テキストサイズ

Kalraの怪談

第58章 五十八夜目:呪いの代償

5月22日
名案だ。あいつは本のサイン会をやる。その会場に行けば蠱物を手に入れることができる。近づきさえすれば何でもいい。何でもいいんだ。

5月26日
ついにやった!偉そうにサインなんかしやがって。このサイン、そして、握手をした!これで(不明瞭な文字)。
明日、早速〇〇神社に埋めに行こう。

5月28日
こころなしかテレビに映るあいつの精彩がなくなっている。まだまだ。もっと苦しめばいい。
(以下、恨み言が1ページ以上に渡って書かれていたらしいが省略)

6月4日
まだ生きてやがる。早く、早く死ね。
これはお前が今までやってきたことだ。自分に不利な人間を全部殺してきた。
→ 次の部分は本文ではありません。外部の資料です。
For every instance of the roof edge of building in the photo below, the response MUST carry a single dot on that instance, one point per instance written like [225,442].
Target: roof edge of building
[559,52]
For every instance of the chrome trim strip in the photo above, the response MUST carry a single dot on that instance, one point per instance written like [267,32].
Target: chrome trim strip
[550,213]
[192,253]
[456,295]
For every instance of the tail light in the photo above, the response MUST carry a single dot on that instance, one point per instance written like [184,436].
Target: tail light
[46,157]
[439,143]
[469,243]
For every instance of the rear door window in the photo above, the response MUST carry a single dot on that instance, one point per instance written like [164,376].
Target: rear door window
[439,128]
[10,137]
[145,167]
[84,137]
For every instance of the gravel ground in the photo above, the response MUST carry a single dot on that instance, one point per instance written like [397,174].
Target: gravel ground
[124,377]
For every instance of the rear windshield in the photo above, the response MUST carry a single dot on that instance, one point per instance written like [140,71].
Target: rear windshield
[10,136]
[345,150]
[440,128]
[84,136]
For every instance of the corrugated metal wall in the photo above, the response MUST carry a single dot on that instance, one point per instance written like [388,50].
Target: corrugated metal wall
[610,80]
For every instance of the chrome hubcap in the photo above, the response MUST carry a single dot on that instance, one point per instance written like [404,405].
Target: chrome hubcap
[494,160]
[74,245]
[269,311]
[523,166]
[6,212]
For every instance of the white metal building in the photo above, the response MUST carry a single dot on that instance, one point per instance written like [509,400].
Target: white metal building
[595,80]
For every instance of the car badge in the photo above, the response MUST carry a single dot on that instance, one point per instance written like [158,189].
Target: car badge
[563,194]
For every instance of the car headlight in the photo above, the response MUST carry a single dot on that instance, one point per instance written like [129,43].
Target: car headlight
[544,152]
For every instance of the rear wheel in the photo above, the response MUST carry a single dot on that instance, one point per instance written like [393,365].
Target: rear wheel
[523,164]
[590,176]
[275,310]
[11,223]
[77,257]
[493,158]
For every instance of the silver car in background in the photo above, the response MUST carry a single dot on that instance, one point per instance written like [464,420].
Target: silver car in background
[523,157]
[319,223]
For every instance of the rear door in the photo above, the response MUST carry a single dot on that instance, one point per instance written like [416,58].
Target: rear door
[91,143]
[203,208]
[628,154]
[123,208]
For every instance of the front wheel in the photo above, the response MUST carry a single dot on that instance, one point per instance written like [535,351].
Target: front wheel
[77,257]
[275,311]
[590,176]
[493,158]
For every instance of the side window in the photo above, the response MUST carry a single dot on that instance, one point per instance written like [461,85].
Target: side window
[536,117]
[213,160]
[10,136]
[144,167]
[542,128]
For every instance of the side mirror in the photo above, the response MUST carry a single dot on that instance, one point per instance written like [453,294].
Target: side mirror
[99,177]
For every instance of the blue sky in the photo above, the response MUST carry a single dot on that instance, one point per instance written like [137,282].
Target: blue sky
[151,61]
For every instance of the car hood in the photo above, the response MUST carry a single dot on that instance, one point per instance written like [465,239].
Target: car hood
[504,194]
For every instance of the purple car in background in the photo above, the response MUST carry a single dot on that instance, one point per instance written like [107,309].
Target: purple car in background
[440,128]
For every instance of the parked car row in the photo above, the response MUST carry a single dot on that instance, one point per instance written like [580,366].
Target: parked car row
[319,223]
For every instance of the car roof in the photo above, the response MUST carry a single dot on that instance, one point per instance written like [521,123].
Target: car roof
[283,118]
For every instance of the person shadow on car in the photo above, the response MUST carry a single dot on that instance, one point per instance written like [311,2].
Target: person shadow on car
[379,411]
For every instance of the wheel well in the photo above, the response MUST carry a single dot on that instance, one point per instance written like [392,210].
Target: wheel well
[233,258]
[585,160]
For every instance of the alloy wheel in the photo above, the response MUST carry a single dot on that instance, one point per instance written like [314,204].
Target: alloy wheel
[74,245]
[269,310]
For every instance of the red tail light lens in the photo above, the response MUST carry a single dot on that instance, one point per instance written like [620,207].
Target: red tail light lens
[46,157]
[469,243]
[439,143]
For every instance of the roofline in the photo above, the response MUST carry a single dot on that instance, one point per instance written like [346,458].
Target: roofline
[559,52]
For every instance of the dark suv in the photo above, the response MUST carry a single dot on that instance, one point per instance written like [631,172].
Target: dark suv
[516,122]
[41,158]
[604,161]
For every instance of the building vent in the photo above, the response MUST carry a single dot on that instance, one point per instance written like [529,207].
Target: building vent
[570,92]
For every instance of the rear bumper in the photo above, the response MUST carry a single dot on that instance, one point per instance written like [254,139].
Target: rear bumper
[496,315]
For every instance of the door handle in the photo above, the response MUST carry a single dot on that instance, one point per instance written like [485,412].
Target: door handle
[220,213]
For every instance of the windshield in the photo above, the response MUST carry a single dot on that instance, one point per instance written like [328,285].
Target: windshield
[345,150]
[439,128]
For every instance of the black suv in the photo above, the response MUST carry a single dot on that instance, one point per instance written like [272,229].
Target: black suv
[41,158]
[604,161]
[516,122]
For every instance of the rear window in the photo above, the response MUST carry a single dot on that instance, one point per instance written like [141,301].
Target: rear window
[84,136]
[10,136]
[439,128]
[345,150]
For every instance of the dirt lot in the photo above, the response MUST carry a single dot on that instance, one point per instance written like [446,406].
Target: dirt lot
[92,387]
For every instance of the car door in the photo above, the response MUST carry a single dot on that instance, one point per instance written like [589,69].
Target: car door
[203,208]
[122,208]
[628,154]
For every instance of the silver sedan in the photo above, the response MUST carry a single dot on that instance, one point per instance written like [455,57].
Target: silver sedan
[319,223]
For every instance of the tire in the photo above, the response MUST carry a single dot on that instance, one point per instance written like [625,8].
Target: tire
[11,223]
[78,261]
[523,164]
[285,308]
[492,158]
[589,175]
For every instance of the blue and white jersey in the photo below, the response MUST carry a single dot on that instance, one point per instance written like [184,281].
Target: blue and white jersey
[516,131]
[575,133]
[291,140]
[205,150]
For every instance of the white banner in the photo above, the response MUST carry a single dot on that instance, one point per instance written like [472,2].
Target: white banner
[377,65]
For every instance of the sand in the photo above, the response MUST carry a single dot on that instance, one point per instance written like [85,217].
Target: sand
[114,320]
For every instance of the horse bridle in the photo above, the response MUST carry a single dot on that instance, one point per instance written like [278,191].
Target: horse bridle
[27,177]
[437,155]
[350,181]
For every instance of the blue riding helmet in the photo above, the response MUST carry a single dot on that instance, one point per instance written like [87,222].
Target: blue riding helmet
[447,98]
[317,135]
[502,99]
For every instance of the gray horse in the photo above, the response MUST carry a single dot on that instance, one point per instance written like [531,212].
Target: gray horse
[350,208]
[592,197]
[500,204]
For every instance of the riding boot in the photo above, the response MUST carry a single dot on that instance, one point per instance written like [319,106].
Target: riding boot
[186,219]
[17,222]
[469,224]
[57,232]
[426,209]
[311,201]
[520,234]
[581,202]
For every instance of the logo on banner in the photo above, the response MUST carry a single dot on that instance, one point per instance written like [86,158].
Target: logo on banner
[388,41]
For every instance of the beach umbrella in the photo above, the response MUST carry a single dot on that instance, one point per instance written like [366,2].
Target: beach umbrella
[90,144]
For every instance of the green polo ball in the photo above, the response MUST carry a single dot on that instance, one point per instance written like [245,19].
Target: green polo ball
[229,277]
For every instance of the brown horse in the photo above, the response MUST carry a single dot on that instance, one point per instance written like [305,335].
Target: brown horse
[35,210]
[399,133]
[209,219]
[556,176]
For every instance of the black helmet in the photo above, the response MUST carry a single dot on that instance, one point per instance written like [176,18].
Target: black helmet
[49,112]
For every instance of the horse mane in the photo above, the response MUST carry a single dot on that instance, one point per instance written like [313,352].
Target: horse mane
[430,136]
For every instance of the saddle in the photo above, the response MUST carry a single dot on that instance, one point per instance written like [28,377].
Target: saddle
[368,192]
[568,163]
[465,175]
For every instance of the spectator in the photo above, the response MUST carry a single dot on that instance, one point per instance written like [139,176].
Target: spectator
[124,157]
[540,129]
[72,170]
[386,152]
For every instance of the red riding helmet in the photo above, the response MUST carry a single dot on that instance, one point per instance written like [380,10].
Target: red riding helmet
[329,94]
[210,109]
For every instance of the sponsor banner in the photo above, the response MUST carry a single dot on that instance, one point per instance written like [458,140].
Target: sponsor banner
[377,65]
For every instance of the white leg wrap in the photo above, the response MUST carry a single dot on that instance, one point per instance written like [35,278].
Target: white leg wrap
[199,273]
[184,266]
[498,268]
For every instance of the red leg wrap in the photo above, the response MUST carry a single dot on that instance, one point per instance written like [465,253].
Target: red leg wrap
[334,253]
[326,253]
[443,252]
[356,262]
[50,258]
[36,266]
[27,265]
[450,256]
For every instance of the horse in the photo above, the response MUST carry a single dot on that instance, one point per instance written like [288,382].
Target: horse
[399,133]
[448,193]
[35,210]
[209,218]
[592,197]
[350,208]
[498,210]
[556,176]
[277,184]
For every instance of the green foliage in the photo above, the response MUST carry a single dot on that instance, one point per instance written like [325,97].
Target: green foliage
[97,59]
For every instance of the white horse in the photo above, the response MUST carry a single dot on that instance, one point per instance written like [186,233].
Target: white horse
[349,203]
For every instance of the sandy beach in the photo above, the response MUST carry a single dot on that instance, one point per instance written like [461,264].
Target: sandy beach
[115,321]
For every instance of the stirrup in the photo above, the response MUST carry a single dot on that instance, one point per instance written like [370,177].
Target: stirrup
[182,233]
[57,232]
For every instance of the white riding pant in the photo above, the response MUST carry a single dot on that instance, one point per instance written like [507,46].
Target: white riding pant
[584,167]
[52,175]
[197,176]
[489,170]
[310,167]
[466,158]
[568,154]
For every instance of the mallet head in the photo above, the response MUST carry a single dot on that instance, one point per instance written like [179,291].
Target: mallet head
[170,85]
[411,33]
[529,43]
俺は知ってるんだぞ。今度はお前が裁きを受ける番だ。
俺の人生を返せ。死をもって償え。
◯ーーーーーーーーーー◯
「結局、✕✕に呪いは効いたんですか?」
「ああ、偶然かもしれないが、6月下旬に✕✕はスピード違反の取締を受け、逃げようとして事故で死んだんだ」
「マジっすか・・・」

◯ーーーーーーーーーー◯
6月22日
新聞を読んだ。ざまあみろ。ざまあみろ!
やった!やってやったぞ!!
これであいつはもう俺の人生を歪めることがないんだ。俺は自由だ!
◯ーーーーーーーーーー◯

「なんか、テンション高くなってますね。本当に呪いが成功したってことっスか?」
「さあな、でも、この後、日記にはしばらくハイテンションな記述が続くんだ。おそらく書き手と✕✕はなんの面識もない。だが、彼からすれば自分の人生を捻じ曲げた張本人が死んで清々したからだろう。7月には元気になったので会社に復職するーという記述も見られ始めたんだ。ただ、」
もっと狂い始めるのはこれからだー
先輩は前置きをして先を続けた。

◯ーーーーーーーーーー◯
7月15日
あいつがこの世からいなくなったせいか、体調もよい。産業医の指示も守れている。復職ができそうだ。仕事もうまくいくに違いない。俺は無敵だ。

7月18日
昨晩、夜中に玄関の扉を叩く音がした。誰のいたずらだ?酔っぱらいでもいるのか?
安眠が妨害されたらかなわない。

7月19日
まただ。夜中にうるさい。

7月20日
また夜中に扉を叩く音。今度は戸を開けて確認したが、外には誰もいない。誰だ一体!